Columnist's memory challenged, thanked by readers

2009-06-18 / Mailbox

Re: Angles 'n' Attitudes by William Bothwell

I read Mr. Bothwell's interesting article regarding Grand Duchess Olga. I am quite certain that Mr. Bothwell is mistaken when he says he received an invitation from Principal Cedric Sowby to attend Upper Canada College when Queen Elizabeth visited.

She has never been to the College nor has she ever been expected to be at the College. However, her husband, Prince Phillip, has visited on several occasions.

Bert Sommerfeld

via e-mail

- - o- -

Thanks so much for your reminiscence of the Grand Duchess Olga Aleksandrovna. I so enjoyed reading your article.

I am of Russian ancestry. My grandparents fled Russia in 1920. Both of my grandfathers were in the White Army. My great-grandfather was killed by the bolsheviks in 1919. He was taken from his sickbed and summarily shot. His body was thrown into a ditch. His only "crime" was that he was a retired general in the Russian Imperial Army and a landowner. When he was arrested, his local peasants demanded his release from prison. They were threatened with arrest themselves. He was 67 yrs. old when he was murdered by the bolsheviks.

I visited Russia for the first time with my father in 2000. We traveled all the way across Russia-from Vladivostok to Moscow- via the Trans- Siberian RR. We later went to visit our ancestral estate (near Gdov, not far the the Estonian border today) and surprisingly were met by the locals who remembered our family kindly. Our ancestral church is still standing and is used by the local villagers. Both my father and I were greeted with bread and salt and I was given a bouquet of flowers. The church dates from the late 18th century. One of our goals was to locate the remains of my murdered great-grandfather.

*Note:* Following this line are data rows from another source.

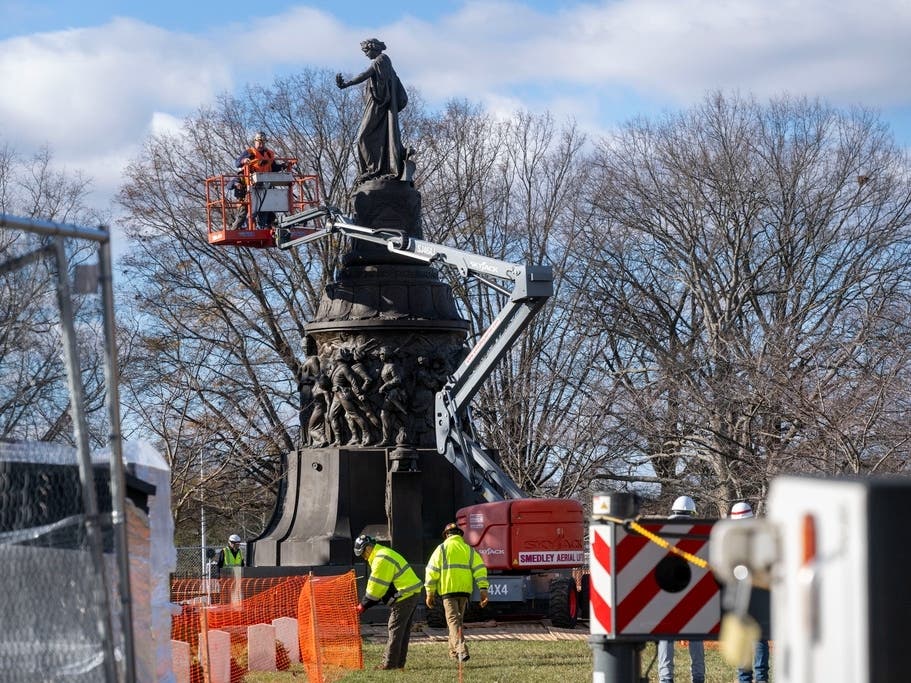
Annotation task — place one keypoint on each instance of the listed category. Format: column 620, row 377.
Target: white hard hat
column 361, row 543
column 684, row 505
column 741, row 510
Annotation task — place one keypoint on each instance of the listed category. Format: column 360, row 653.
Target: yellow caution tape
column 657, row 540
column 689, row 557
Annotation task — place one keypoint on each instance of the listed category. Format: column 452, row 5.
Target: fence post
column 314, row 627
column 613, row 660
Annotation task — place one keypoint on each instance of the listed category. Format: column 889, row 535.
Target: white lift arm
column 531, row 287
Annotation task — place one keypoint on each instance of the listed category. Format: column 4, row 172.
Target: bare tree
column 509, row 189
column 750, row 266
column 34, row 402
column 222, row 329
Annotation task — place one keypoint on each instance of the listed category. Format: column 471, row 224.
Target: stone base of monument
column 404, row 497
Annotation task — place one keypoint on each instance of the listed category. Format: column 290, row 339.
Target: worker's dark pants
column 401, row 616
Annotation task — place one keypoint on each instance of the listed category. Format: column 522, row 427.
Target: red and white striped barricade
column 643, row 591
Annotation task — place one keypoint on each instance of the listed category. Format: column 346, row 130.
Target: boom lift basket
column 275, row 192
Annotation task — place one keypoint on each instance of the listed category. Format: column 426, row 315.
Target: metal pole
column 54, row 229
column 118, row 482
column 86, row 473
column 615, row 661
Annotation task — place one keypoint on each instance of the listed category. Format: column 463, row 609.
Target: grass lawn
column 506, row 661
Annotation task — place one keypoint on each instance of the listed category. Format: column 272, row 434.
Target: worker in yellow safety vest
column 392, row 581
column 230, row 556
column 453, row 570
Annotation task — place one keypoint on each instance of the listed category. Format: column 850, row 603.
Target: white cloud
column 98, row 87
column 93, row 95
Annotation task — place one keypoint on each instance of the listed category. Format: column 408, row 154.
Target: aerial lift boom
column 531, row 287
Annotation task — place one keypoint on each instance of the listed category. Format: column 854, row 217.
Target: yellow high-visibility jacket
column 389, row 570
column 454, row 568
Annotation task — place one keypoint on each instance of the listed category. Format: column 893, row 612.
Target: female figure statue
column 379, row 141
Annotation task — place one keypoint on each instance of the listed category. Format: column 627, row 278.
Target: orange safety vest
column 261, row 162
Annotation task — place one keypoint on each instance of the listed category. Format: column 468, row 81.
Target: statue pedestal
column 330, row 495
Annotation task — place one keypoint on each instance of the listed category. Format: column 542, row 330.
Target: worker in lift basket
column 255, row 159
column 453, row 570
column 682, row 507
column 761, row 653
column 392, row 581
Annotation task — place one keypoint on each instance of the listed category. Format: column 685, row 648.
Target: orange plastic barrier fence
column 329, row 628
column 232, row 605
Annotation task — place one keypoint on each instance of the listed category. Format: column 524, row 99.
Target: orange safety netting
column 329, row 627
column 216, row 616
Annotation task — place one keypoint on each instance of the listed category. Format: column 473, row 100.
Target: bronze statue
column 379, row 141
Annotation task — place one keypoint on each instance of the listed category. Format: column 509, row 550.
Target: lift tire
column 563, row 609
column 436, row 615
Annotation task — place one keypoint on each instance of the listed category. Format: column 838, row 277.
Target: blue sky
column 93, row 79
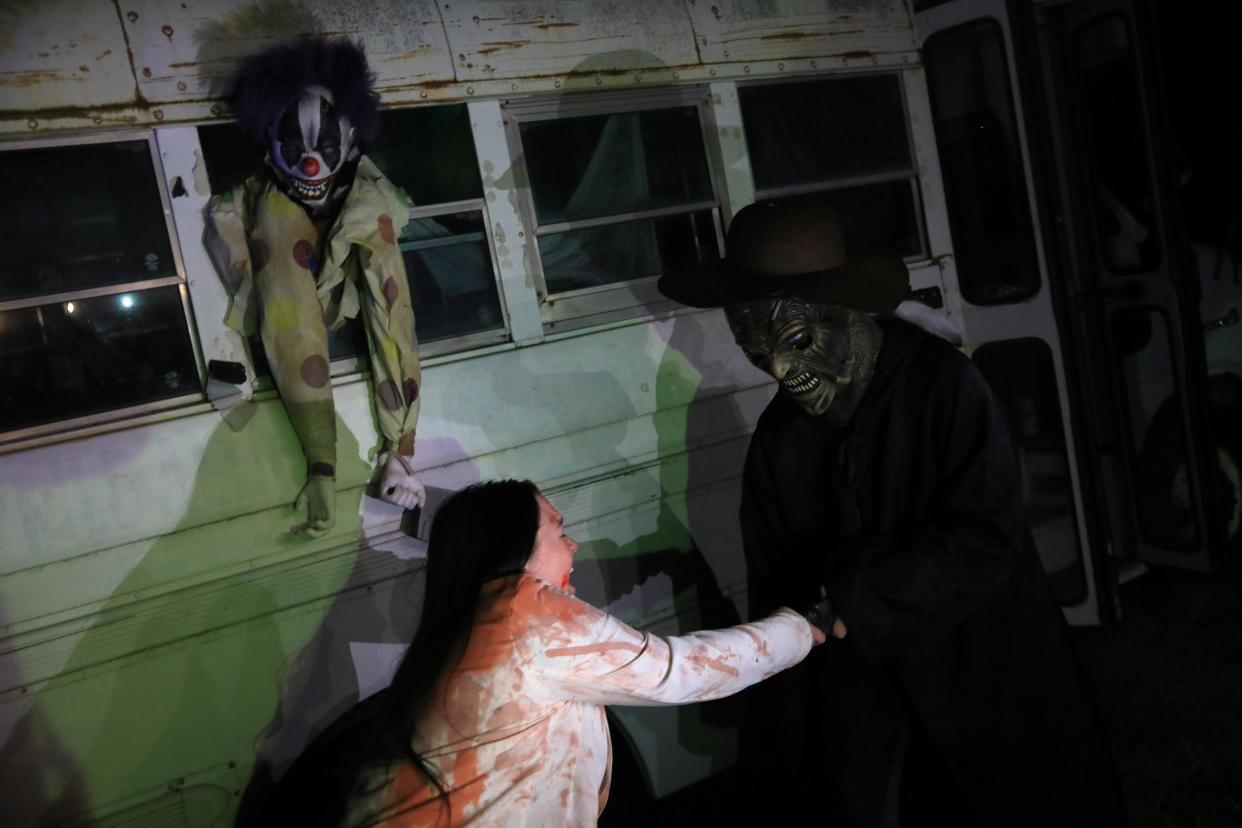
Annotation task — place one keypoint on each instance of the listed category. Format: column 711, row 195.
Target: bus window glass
column 93, row 312
column 619, row 196
column 981, row 160
column 90, row 355
column 430, row 154
column 1125, row 210
column 1022, row 378
column 845, row 139
column 87, row 216
column 1160, row 474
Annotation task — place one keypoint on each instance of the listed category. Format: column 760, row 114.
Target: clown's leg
column 296, row 343
column 396, row 375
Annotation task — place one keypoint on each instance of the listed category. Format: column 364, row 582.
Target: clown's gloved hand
column 399, row 486
column 319, row 499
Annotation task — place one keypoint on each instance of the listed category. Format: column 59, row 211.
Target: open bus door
column 1005, row 277
column 1168, row 433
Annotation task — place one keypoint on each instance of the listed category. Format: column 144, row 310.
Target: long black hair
column 483, row 531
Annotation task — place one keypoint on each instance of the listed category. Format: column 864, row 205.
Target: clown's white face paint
column 553, row 555
column 309, row 145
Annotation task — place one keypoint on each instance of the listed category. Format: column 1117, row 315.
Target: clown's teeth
column 800, row 384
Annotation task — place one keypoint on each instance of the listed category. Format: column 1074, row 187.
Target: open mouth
column 801, row 382
column 309, row 190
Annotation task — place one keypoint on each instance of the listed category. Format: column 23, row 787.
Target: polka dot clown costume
column 312, row 243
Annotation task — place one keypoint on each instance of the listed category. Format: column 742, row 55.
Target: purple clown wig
column 268, row 82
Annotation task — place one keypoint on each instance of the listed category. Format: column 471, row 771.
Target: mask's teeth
column 802, row 382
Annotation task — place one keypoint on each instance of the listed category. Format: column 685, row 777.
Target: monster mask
column 309, row 147
column 822, row 355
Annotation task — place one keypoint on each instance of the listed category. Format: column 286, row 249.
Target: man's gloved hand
column 820, row 613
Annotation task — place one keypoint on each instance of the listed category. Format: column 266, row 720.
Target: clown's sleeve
column 580, row 653
column 375, row 214
column 227, row 245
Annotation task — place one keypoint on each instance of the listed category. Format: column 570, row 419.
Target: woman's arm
column 580, row 653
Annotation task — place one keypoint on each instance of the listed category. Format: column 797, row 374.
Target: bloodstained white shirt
column 517, row 726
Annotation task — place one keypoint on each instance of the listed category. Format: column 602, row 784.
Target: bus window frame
column 70, row 427
column 629, row 301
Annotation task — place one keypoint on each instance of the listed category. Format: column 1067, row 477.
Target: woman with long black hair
column 496, row 714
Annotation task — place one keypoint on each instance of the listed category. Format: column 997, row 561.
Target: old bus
column 162, row 627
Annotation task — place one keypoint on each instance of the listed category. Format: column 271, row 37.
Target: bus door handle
column 1231, row 318
column 1133, row 291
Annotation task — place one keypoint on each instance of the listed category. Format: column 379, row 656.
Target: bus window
column 1020, row 371
column 93, row 310
column 616, row 198
column 1125, row 216
column 847, row 142
column 976, row 137
column 429, row 153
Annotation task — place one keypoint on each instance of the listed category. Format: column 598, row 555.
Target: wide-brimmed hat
column 794, row 248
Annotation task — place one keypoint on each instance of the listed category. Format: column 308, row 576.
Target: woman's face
column 553, row 555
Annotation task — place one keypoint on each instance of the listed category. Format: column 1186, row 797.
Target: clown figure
column 313, row 242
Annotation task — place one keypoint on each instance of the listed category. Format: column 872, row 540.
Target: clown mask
column 822, row 355
column 309, row 145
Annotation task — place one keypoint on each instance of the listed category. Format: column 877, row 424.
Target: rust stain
column 496, row 46
column 31, row 78
column 793, row 35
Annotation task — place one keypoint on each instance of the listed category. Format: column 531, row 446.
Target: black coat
column 912, row 517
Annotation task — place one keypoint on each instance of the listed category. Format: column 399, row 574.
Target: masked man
column 883, row 473
column 311, row 243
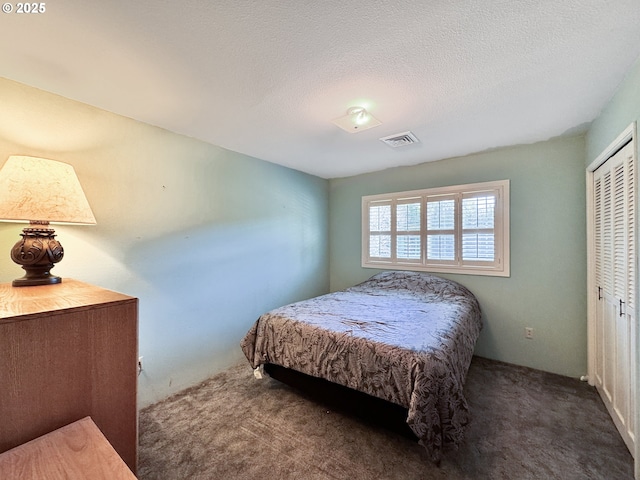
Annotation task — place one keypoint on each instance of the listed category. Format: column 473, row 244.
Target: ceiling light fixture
column 357, row 120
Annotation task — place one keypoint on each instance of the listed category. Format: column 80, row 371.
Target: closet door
column 615, row 277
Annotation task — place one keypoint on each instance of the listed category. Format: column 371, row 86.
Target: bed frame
column 371, row 409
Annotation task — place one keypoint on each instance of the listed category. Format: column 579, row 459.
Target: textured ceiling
column 266, row 78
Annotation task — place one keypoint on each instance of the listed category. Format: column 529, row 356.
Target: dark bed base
column 371, row 409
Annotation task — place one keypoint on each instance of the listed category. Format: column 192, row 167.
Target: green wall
column 208, row 239
column 547, row 286
column 620, row 111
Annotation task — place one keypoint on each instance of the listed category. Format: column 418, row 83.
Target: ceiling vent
column 400, row 139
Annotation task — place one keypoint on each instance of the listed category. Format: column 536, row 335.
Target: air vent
column 400, row 139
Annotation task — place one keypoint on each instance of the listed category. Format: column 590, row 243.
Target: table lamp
column 39, row 191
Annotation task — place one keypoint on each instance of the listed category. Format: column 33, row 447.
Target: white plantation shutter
column 380, row 230
column 408, row 222
column 614, row 274
column 478, row 226
column 441, row 229
column 458, row 229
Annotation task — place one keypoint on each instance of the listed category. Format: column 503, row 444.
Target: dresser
column 68, row 351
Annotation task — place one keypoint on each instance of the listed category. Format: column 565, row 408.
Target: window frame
column 500, row 266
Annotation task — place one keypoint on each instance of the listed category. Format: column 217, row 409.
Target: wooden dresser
column 68, row 351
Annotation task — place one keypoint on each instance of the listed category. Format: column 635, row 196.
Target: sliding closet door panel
column 615, row 273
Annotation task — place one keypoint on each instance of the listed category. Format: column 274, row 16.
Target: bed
column 404, row 337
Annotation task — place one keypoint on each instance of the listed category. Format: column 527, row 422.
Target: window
column 457, row 229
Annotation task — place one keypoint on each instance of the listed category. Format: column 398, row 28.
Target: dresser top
column 16, row 302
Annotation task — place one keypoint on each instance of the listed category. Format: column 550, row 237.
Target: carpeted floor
column 526, row 425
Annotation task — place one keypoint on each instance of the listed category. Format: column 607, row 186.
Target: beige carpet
column 526, row 425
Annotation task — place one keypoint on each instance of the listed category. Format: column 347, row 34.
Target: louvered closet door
column 615, row 272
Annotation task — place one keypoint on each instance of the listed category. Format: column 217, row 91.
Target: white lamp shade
column 36, row 189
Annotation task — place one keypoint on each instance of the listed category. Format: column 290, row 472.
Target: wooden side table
column 68, row 351
column 78, row 451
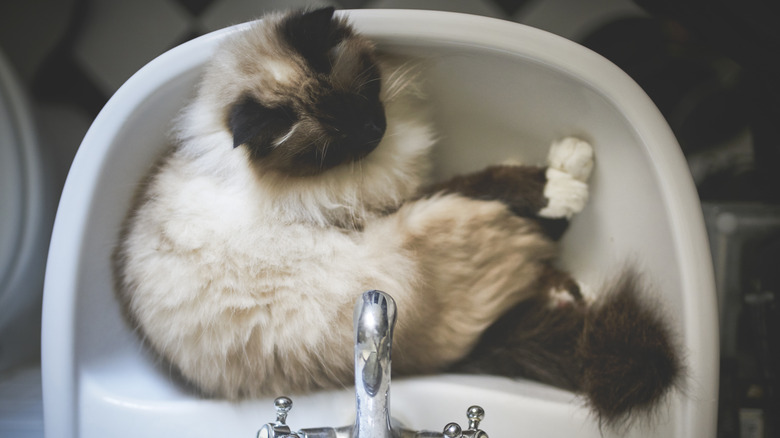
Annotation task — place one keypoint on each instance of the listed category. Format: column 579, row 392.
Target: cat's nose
column 374, row 128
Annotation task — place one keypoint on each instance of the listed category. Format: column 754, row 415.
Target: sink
column 501, row 91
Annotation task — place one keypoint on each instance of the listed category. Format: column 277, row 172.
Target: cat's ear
column 256, row 125
column 312, row 34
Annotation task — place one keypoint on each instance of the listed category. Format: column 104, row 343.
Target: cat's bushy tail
column 618, row 351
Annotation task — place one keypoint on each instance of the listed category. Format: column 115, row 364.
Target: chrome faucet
column 374, row 320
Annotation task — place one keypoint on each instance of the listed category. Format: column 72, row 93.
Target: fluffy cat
column 296, row 183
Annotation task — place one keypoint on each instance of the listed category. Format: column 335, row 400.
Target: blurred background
column 711, row 66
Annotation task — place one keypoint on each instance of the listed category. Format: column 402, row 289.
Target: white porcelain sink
column 501, row 90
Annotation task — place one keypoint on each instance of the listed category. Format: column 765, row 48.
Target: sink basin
column 501, row 91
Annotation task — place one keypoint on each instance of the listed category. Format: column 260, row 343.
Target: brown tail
column 618, row 351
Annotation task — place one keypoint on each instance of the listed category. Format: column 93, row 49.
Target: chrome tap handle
column 475, row 415
column 279, row 428
column 283, row 406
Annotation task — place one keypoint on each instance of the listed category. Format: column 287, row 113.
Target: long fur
column 617, row 350
column 295, row 183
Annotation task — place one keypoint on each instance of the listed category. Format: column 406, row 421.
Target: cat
column 297, row 181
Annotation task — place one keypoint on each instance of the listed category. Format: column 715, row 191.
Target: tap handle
column 452, row 430
column 282, row 405
column 475, row 415
column 279, row 428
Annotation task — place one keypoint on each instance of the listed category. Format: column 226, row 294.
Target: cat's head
column 305, row 94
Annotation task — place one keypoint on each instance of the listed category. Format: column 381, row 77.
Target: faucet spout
column 374, row 320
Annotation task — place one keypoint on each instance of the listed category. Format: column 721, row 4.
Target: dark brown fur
column 618, row 351
column 521, row 188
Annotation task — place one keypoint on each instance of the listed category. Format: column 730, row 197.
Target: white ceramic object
column 501, row 90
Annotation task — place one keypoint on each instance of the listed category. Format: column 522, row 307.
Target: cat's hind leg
column 551, row 195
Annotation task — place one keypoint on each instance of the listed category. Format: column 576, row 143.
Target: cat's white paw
column 565, row 195
column 570, row 163
column 573, row 156
column 561, row 298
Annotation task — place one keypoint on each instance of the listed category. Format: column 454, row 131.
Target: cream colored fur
column 246, row 281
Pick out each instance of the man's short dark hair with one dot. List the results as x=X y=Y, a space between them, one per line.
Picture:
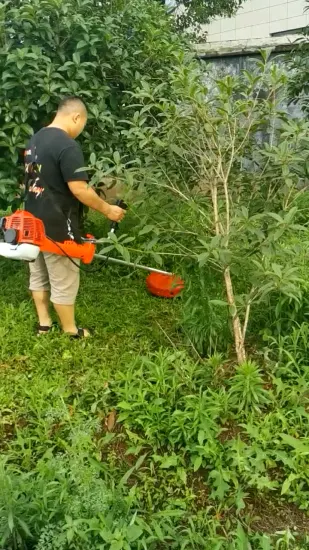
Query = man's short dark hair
x=70 y=103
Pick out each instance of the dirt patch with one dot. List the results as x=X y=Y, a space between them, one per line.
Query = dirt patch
x=230 y=430
x=201 y=491
x=271 y=516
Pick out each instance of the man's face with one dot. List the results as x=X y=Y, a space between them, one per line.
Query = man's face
x=78 y=123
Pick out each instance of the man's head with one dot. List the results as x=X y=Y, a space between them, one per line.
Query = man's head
x=72 y=116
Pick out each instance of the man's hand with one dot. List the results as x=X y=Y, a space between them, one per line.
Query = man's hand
x=115 y=213
x=87 y=196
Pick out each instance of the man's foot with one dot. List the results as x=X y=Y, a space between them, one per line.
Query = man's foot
x=44 y=329
x=81 y=333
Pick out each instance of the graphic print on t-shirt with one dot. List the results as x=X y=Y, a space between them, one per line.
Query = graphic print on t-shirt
x=52 y=160
x=34 y=182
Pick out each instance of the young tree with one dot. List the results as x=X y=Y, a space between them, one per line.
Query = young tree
x=221 y=169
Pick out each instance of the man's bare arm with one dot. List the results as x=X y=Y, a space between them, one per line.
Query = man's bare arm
x=87 y=196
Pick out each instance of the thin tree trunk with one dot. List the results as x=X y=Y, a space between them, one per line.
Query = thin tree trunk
x=237 y=328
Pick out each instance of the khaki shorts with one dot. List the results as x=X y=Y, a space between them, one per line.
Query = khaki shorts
x=56 y=274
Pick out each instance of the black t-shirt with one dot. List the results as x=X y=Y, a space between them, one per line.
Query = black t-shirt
x=57 y=159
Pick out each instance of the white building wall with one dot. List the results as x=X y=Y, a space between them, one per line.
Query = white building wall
x=260 y=19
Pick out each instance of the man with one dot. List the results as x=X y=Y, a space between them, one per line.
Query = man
x=57 y=189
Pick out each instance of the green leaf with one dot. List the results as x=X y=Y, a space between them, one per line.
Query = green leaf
x=146 y=229
x=169 y=462
x=124 y=405
x=297 y=444
x=116 y=157
x=134 y=532
x=197 y=463
x=218 y=303
x=44 y=99
x=76 y=58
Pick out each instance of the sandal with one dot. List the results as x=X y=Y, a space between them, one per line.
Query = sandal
x=81 y=333
x=45 y=329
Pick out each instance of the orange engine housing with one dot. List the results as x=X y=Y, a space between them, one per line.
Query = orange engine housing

One of our stops along the way to Moscow was in Yekaterinburg. We went to see the site of the infamous Ipatiev House (it was an empty field in 2000 with a small wooden chapel).

Today a large church is built on the site dedicated to the Imperial Martyrs. The Russian Church canonized the entire Imperial Family in 2000.

Your article triggered this memory-thanks.
Peter Konovnitzine
via e-mail

Thanks to Herbert Sommerfeld for correcting a faulty memory. It was, indeed, Prince Philip's visit to UCC, Toronto, that I missed.

The confusion was my inability to be present at Sandrignham Church in 1957 when Her Majesty was to be there at Easter.

On that occasion Prince Philip was, I think, visiting in the South Seas.